Le pragmatisme se manifeste enfin par le rappel du droit applicable et laisse ainsi une marge de manœuvre aux autorités compétentes. D’une part, il rappelle que toute manifestation sur la voie publique demeure soumise à l’obligation d’une déclaration préalable (cf. supra). D’autre part, et c’est le plus important ici, il rappelle que les autres dispositifs de l’article 3 du décret du 31 mai 2020 (points II à V) permettent aux autorités publiques de prendre les mesures nécessaires si les conditions sanitaires n’étaient pas réunies. La Haute Assemblée précise en effet que sauf circonstances particulières, l’interdiction des manifestations sur la voie publique n’est justifiée par les risques sanitaires que lorsque les « mesures barrières » ne peuvent être respectées ou que l’événement risque de réunir plus de 5 000 personnes ce qui laisse, en réalité, une très large marge de manœuvre aux autorités compétentes. Une sorte de « en même temps » dont les applications pratiques et concrètes ne seront pas sans soulever de difficultés.

Épilogue

Cette décision se fonde donc sur les principes démocratiques contemporains : le droit de manifester est préservé et il est impossible de le restreindre de manière générale et absolue. Par cette décision, le Conseil d’État s’inscrit dans le mouvement déjà observé d’hyper-subjectivisation des droits : par un esprit un brin démagogique de notre part, on pourrait affirmer que la liberté de manifester de quelques-uns, fussent-ils des milliers, primerait sur le droit à la vie et à la santé de plusieurs millions. Mais il n’en est rien car, en réalité, cette décision confirme, si besoin était, pour le juge administratif, un ancrage dans le réel, conjugué à l’esprit pragmatique du temps. En mettant les droits et la garantie des droits de l’administré au cœur de son office, le juge renforce l’attention portée à leurs intérêts.

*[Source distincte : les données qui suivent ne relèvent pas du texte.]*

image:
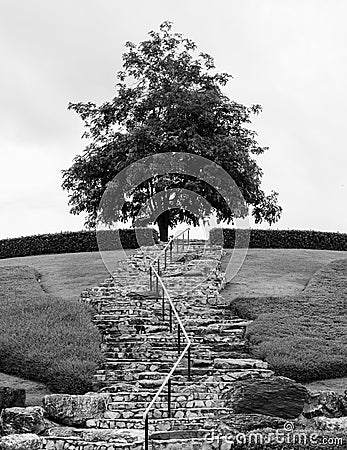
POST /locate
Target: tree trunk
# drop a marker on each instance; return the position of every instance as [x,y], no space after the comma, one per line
[163,224]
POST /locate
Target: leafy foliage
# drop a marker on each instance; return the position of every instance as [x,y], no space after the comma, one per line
[317,240]
[168,99]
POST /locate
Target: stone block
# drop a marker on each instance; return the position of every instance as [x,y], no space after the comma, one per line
[23,420]
[276,396]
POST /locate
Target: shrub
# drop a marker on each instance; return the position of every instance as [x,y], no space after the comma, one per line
[303,336]
[305,239]
[45,338]
[73,242]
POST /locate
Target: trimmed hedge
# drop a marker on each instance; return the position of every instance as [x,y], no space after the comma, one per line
[74,242]
[304,239]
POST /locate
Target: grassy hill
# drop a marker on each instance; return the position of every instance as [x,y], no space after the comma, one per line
[269,287]
[298,302]
[44,337]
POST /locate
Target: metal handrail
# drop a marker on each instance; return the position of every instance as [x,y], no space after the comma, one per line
[167,379]
[169,243]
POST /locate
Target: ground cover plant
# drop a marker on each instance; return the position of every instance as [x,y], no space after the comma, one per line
[302,336]
[45,337]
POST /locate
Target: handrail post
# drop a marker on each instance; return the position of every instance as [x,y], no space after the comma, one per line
[170,319]
[178,338]
[146,434]
[169,399]
[189,364]
[163,305]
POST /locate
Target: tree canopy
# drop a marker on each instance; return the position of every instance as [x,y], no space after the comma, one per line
[168,98]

Cela étant, les requérants, qui ont remporté cette bataille contentieuse, fondée sur les principes, risquent d’être rapidement confrontés à la dure réalité du terrain : comment assurer et organiser sereinement, dans le contexte sanitaire que nous connaissons, des rassemblements de plusieurs milliers de personnes en respectant les mesures dites de distanciation sociale ? C’est un savant équilibre des différents intérêts qu’il conviendra de trouver et nul doute que le juge administratif sera, de nouveau, amené à se prononcer sur nombre de cas d’espèces.